Su desilusión era evidente. No sirvió para atajarla el billete que deslizaste entre sus piernas frías y delgadas. Necesitaba un hombre. Un hombre a su lado. No dinero para coger un taxi. Tampoco la mueca afectuosa de unos labios. Ni la promesa de que pasarías un día de esa misma semana para enseñarle las fotos que Marcial le había hecho. O simplemente para charlar.
-¿De verdad que vas a pasar?
-Te lo prometo.
Prometer es fácil. Tres palabras. Expresión de buen chico. Ya está. Sin más complicaciones. A continuación te largas y cuando llegue la hora de cumplir la promesa, ya se verá.
Esa noche te sumergiste en bourbon. Ay, amor. Un largo tras otro en la acogedora piscina del alcohol de alta graduación. Lo mismo que acabarás haciendo hoy. Lo mismo que hiciste ayer.

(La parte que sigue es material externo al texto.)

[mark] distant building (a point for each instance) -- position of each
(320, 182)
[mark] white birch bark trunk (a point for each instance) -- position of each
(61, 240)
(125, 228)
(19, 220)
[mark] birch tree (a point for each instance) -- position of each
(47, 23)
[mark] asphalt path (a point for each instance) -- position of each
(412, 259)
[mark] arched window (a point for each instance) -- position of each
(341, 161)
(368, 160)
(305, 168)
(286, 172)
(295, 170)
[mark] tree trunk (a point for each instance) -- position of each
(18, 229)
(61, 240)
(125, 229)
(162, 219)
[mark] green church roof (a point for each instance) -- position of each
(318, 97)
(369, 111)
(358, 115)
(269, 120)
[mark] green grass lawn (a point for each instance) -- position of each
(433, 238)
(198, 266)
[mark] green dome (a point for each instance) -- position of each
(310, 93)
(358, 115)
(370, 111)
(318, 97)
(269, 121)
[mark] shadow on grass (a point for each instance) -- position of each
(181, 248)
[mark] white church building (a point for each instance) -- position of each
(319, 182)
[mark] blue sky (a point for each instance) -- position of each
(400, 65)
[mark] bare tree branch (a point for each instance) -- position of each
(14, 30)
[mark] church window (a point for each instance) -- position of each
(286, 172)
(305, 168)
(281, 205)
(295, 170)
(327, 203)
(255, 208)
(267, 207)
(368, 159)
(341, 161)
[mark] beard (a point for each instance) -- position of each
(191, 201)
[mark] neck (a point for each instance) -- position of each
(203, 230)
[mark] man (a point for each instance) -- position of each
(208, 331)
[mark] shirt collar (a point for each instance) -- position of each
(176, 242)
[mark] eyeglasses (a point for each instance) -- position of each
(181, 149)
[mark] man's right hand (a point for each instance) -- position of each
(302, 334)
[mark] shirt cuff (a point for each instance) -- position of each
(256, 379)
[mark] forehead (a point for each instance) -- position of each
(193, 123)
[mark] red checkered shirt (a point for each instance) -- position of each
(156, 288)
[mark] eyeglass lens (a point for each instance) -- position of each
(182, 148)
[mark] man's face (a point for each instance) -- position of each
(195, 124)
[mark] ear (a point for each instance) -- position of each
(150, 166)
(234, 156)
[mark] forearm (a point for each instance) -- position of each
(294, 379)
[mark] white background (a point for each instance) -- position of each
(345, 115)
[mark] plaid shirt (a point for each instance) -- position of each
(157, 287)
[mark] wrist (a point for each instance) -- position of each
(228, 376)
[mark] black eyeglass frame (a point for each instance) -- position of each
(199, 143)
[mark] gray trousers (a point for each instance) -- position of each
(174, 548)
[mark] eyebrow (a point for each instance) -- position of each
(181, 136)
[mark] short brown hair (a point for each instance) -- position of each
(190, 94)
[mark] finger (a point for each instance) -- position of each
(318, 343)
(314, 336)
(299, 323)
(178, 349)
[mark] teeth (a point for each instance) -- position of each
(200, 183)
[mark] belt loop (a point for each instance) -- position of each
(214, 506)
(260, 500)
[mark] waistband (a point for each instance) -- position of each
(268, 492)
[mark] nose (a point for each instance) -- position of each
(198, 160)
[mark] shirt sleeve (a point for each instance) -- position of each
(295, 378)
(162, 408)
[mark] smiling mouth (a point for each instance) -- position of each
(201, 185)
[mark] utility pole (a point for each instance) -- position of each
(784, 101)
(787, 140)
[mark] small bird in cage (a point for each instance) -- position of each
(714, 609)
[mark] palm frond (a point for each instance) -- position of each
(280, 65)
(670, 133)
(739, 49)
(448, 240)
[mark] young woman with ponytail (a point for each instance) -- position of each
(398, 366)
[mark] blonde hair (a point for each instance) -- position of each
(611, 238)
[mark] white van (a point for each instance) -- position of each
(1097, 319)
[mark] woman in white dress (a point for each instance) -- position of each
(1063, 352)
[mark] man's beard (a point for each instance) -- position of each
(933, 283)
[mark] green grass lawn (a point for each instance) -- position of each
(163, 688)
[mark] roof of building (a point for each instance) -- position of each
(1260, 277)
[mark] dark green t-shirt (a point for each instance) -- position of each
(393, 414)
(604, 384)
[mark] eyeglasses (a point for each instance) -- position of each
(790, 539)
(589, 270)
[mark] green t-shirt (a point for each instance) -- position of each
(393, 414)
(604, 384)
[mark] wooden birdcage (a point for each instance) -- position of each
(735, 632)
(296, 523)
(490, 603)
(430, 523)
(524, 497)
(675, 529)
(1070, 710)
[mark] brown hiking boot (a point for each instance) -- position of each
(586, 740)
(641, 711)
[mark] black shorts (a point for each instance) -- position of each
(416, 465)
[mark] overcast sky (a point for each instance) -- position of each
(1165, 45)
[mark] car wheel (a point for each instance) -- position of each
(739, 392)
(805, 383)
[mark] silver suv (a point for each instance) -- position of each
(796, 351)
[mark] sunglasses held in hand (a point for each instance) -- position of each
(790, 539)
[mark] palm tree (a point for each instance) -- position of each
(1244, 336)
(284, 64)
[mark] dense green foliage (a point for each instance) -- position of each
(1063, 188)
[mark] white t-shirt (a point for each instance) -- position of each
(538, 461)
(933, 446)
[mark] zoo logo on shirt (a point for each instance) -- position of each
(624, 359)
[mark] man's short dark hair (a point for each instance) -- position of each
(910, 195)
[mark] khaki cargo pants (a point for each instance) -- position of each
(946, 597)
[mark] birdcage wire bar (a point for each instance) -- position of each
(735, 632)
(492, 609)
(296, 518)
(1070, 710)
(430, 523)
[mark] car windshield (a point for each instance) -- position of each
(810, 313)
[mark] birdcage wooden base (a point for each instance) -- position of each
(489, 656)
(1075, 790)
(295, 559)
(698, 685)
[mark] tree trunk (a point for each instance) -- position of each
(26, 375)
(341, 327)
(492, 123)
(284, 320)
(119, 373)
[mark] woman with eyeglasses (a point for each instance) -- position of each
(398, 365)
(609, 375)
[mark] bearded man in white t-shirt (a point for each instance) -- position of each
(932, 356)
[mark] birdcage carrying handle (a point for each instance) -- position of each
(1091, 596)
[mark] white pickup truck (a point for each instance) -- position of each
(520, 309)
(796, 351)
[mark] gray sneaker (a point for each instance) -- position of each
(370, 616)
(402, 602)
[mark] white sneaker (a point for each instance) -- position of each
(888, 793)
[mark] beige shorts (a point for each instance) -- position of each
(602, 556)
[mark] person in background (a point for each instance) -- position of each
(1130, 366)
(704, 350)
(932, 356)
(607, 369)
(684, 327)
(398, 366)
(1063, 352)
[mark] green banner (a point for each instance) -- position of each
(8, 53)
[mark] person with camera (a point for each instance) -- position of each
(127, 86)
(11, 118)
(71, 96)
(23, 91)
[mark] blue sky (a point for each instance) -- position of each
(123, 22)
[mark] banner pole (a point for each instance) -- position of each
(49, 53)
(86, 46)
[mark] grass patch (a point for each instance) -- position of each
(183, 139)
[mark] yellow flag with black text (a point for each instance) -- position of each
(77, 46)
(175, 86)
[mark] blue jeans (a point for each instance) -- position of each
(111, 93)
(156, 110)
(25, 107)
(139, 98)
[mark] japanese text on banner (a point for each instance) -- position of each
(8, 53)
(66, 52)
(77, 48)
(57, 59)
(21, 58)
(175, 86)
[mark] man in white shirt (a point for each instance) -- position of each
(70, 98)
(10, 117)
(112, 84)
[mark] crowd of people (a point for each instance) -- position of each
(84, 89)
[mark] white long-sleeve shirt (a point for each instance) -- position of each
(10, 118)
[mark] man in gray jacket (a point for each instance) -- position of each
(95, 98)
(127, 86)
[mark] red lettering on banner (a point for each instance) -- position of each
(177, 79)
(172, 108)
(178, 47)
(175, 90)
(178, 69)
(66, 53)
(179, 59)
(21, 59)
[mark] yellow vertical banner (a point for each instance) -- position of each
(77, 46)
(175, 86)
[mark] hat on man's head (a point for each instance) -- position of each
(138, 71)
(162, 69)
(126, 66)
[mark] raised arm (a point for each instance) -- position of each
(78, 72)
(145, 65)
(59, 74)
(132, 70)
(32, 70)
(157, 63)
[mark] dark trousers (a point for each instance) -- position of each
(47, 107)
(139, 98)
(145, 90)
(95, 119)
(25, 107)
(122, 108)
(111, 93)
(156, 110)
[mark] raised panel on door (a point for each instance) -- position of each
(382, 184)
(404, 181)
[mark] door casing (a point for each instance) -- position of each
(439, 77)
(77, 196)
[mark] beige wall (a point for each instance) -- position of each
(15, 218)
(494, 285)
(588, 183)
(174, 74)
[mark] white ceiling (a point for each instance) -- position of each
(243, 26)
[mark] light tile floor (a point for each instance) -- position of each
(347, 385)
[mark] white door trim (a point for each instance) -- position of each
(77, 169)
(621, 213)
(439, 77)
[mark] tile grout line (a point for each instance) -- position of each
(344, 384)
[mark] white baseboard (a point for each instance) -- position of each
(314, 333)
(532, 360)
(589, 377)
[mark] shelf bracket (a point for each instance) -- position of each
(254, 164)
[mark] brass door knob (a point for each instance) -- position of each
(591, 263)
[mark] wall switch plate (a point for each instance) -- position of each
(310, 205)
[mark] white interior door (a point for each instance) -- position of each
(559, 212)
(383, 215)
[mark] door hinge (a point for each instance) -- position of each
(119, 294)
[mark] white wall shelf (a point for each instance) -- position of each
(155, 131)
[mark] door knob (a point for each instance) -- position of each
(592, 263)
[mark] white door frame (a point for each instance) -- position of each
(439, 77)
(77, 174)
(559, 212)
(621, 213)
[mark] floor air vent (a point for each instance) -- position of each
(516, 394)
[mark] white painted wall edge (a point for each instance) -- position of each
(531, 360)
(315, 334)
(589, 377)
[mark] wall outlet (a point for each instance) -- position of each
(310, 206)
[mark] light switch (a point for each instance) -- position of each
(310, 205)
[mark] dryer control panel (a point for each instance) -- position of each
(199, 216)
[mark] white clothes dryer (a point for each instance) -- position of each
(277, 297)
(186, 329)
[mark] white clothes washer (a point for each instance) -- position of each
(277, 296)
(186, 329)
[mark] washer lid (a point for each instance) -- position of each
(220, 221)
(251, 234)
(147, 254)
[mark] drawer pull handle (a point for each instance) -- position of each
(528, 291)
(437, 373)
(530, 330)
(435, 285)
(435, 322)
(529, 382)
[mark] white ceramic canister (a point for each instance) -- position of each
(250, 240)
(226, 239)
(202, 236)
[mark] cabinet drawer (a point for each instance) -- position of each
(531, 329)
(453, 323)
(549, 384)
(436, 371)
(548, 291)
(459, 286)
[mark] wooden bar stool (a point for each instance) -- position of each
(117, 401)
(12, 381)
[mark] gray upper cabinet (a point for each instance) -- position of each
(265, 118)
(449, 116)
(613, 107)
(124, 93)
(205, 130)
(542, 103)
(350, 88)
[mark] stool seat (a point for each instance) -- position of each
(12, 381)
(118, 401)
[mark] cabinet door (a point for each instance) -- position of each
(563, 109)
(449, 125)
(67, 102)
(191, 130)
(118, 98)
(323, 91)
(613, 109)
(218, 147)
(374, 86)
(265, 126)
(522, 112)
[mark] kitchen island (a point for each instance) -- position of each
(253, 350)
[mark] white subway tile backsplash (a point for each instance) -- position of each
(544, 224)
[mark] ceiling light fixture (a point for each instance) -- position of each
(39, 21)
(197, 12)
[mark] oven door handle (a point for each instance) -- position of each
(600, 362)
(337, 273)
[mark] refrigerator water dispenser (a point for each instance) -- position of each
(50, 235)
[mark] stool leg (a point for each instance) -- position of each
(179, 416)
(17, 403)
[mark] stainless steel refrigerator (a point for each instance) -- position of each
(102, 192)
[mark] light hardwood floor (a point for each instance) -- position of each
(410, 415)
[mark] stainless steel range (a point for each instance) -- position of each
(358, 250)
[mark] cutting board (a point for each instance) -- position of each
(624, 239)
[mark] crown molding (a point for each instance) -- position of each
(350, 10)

Notas el rostro empapado en sudor. En el cajón no queda ni una sola servilleta. ¿Qué más da? Utilizas la manga de la camisa. La camisa. Si te la quitases ahora y la escurrieses podrías llenar un vaso con la transpiración de tu dolor. Tienes que terminar la página. El periódico no admite sentimentalismos. Imagina la cara de la sobrina de dios si le dices que el asesinato de una prostituta te quitó las ganas de trabajar. Regresas a las noticias de agencia. Escribes deprisa. Sin humor. Sin cancioncitas improvisadas. La única música reinante es la producida por el zumbido del tubo fluorescente. Tus manos son grandes, blancas y feas bajo la intensa luz del fluorescente. Giras la derecha y observas las rayas dibujadas en la sudorosa palma. Tu mano. Has mirado mil veces tu mano. Exacta a uno de los modelos del libro de Sophie Sazalp. La línea central larga y muy marcada. Una vida larga, próspera y feliz. Feliz. Sí. Cierras la mano con fuerza. Los nudillos tornándose blancos. Una vida larga. Próspera. Feliz.